Never assume the radar reflector will keep you safe. Relying on a reflector assumes:


the other guy has radar
the other guy has his radar turned on
the other guy is looking at his radar
your reflector is giving his radar a target

Pretty big assumptions!

Be aware, keep proper lookouts and stay out of the big guys way!


----------



## Maine Sail (Jan 6, 2003)

*Yep...*



rikhall said:


> Greetings
> 
> We are recreational sailors. We sail in New Brunswick, Canada and the coast of Maine. We see LOTS of fog.


Yep!!!!!



rikhall said:


> Never assume the radar reflector will keep you safe. Relying on a reflector assumes:
> the other guy has radar


Even in Maine it's less than 50%!!!!!



rikhall said:


> 2. the other guy has his radar turned on.

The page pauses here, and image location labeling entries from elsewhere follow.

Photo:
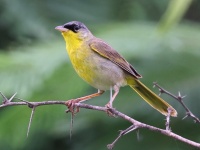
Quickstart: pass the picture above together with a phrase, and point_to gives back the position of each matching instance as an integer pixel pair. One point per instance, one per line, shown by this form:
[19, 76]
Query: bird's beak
[61, 29]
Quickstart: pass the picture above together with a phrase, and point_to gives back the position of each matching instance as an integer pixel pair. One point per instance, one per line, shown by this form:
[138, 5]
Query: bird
[102, 67]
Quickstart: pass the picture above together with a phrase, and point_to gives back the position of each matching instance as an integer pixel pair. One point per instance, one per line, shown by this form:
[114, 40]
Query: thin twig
[179, 98]
[168, 119]
[135, 123]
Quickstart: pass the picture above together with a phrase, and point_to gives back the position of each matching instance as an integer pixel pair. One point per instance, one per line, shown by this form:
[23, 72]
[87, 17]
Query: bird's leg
[112, 97]
[70, 103]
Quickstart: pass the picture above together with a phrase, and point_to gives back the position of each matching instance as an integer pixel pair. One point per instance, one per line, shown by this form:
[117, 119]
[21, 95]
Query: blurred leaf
[41, 70]
[174, 13]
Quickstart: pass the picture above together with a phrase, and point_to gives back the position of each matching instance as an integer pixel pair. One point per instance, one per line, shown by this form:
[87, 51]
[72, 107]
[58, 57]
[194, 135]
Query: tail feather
[152, 99]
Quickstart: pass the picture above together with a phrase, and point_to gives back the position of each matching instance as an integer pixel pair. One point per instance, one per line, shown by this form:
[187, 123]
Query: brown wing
[108, 52]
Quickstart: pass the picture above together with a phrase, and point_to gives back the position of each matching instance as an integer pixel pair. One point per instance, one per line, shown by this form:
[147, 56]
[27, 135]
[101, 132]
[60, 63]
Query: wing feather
[108, 52]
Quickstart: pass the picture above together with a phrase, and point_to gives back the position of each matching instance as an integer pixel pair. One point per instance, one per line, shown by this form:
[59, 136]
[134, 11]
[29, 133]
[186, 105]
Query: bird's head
[74, 30]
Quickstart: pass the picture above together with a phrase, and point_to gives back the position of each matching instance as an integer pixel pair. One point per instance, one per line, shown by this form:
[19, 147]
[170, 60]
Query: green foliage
[164, 59]
[37, 68]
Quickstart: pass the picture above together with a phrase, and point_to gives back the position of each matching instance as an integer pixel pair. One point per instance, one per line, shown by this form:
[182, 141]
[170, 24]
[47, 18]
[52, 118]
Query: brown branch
[135, 124]
[179, 98]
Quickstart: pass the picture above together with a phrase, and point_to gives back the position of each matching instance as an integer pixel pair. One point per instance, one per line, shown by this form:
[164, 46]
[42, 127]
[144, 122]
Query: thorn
[30, 121]
[12, 97]
[138, 135]
[185, 116]
[4, 98]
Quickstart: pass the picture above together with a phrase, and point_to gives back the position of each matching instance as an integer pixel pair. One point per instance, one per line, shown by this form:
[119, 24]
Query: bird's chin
[61, 29]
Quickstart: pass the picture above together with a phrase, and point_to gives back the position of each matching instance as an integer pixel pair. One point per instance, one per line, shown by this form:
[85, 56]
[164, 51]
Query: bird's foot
[71, 106]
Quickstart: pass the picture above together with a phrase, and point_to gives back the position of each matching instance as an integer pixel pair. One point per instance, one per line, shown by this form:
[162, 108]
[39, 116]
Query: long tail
[152, 99]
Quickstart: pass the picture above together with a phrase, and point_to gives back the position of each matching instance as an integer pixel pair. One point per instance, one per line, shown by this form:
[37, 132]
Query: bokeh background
[161, 38]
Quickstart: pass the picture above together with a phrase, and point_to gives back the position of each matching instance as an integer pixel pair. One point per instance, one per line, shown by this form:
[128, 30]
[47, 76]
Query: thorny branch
[179, 98]
[134, 123]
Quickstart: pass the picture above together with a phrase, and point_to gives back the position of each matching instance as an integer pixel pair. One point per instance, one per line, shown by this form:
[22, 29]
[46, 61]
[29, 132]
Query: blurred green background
[161, 38]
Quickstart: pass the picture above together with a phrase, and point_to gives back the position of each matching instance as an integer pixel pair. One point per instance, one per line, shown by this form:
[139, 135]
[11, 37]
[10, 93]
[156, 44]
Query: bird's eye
[76, 28]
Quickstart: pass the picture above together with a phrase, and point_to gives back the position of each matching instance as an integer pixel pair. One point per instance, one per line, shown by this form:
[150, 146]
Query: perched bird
[103, 67]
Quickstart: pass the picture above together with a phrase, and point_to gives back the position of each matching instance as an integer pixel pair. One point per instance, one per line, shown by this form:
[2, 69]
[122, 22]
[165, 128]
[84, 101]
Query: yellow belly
[99, 72]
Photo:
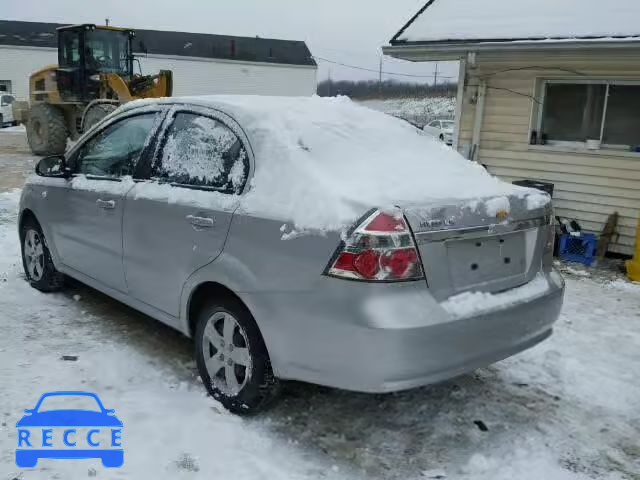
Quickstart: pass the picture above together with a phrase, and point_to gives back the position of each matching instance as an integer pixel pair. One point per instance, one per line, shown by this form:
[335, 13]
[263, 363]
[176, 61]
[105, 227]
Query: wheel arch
[203, 292]
[25, 215]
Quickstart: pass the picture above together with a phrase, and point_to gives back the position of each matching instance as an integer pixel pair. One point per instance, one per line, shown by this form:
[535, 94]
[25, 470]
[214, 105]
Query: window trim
[541, 93]
[72, 155]
[214, 114]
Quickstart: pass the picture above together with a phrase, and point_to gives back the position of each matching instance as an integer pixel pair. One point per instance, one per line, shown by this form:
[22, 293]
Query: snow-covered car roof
[500, 20]
[323, 162]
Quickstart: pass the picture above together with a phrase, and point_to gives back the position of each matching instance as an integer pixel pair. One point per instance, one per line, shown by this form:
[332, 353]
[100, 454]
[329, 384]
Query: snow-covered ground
[416, 110]
[567, 409]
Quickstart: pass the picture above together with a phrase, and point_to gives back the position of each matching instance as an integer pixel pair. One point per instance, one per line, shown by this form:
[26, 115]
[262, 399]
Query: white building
[202, 63]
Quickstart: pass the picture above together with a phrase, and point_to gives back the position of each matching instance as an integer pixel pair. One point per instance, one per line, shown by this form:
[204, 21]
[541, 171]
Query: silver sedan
[302, 239]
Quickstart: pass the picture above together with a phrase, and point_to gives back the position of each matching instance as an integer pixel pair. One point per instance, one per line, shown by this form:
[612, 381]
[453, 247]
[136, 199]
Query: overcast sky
[345, 31]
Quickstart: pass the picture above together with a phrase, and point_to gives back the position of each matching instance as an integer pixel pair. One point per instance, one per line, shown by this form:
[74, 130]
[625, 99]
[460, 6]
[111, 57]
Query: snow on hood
[323, 162]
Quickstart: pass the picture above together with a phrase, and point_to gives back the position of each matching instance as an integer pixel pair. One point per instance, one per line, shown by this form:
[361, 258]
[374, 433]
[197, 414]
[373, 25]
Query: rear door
[178, 220]
[87, 223]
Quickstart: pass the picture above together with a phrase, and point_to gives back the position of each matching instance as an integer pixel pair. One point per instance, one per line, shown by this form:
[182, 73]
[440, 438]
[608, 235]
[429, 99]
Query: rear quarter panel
[261, 265]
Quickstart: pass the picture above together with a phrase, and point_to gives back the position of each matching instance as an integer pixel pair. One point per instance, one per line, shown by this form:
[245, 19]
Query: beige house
[547, 91]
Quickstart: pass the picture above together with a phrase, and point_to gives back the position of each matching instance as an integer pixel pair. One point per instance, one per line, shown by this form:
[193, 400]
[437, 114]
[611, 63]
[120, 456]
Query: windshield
[69, 402]
[107, 51]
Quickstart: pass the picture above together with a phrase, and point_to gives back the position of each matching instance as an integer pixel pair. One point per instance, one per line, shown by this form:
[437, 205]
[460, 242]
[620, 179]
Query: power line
[373, 70]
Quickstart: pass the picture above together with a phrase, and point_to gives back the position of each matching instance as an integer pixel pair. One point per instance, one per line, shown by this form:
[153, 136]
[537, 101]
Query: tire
[95, 114]
[41, 273]
[47, 130]
[256, 385]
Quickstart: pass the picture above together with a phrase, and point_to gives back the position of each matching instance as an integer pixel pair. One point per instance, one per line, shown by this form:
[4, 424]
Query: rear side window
[115, 151]
[202, 152]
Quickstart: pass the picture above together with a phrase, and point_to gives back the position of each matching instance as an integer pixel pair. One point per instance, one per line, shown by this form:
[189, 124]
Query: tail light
[381, 248]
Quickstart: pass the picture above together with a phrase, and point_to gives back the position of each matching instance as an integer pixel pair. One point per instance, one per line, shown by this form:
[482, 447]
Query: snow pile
[321, 163]
[495, 205]
[16, 129]
[414, 108]
[619, 284]
[522, 19]
[476, 303]
[537, 200]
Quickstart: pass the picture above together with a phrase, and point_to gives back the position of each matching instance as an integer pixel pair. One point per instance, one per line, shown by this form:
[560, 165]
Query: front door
[178, 221]
[88, 230]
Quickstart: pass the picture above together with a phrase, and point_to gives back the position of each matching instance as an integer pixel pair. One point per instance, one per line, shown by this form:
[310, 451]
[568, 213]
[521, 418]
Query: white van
[6, 109]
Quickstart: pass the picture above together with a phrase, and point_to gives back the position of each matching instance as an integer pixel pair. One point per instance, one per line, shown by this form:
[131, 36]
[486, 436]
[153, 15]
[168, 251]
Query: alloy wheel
[226, 353]
[34, 255]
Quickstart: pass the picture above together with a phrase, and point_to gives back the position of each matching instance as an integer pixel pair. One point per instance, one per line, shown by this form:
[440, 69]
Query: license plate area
[485, 260]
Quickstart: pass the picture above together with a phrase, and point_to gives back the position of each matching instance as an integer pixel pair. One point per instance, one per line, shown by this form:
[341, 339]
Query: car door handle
[106, 204]
[200, 222]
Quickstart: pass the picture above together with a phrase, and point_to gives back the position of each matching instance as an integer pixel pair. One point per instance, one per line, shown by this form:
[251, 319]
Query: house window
[577, 111]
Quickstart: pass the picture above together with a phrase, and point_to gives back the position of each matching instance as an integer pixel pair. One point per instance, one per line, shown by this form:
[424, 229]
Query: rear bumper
[384, 338]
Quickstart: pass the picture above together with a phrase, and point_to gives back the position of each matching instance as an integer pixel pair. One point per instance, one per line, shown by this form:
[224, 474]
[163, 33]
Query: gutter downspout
[479, 115]
[462, 75]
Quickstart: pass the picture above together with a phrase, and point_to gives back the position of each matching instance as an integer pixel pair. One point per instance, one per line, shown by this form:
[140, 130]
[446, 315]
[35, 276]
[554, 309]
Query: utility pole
[380, 77]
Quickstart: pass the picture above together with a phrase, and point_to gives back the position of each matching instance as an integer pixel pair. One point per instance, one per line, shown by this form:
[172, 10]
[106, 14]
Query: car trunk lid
[489, 245]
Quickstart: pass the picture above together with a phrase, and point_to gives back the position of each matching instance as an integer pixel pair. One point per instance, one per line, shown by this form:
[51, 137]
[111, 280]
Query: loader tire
[47, 130]
[95, 114]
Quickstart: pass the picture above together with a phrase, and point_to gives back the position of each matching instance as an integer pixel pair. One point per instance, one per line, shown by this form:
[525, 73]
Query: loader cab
[85, 52]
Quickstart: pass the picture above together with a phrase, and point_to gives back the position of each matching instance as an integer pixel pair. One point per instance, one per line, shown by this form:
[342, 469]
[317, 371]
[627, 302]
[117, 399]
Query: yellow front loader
[93, 77]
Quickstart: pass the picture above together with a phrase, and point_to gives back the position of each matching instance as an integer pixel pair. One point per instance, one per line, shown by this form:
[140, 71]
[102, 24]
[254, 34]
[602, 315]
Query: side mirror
[53, 166]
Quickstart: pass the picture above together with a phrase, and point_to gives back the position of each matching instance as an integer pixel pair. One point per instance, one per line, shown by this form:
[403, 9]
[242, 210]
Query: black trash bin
[544, 186]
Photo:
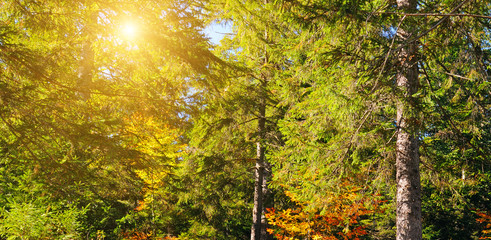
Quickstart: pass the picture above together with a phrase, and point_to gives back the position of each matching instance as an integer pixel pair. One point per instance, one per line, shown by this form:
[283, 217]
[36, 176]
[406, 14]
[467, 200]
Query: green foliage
[40, 220]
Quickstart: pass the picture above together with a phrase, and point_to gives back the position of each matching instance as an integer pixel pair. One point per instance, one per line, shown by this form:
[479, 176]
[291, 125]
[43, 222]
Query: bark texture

Now we're down to 25% with radar..!!



rikhall said:


> 3. the other guy is looking at his radar


Crap now we're down to 15% and half of those can't see the targets cause the display is 10 feet away in the cabin and their glasses are steamed up!



rikhall said:


> 4. your reflector is giving his radar a target.


Your odds of this are much higher than the others!! I've yet to see a boat with a reflector, even a crappy one or "lesser performing one", give worse returns than a boat with none...

Considering I usually put in lots and lots of hours per season in thick fog this is what I feel really helps.

Display at the helm
Radar overlay
Automated fog horn
Nose, ears eyes and polarized glasses
VHF turned ON

Last weekend; rain fog and 8 knots on the nose welcome to Maine:


----------



## sailingdog (Mar 19, 2006)

Halekai-

The fog looks a bit thin in that photo.


----------



## Maine Sail (Jan 6, 2003)

sailingdog said:


> Halekai-
> 
> The fog looks a bit thin in that photo.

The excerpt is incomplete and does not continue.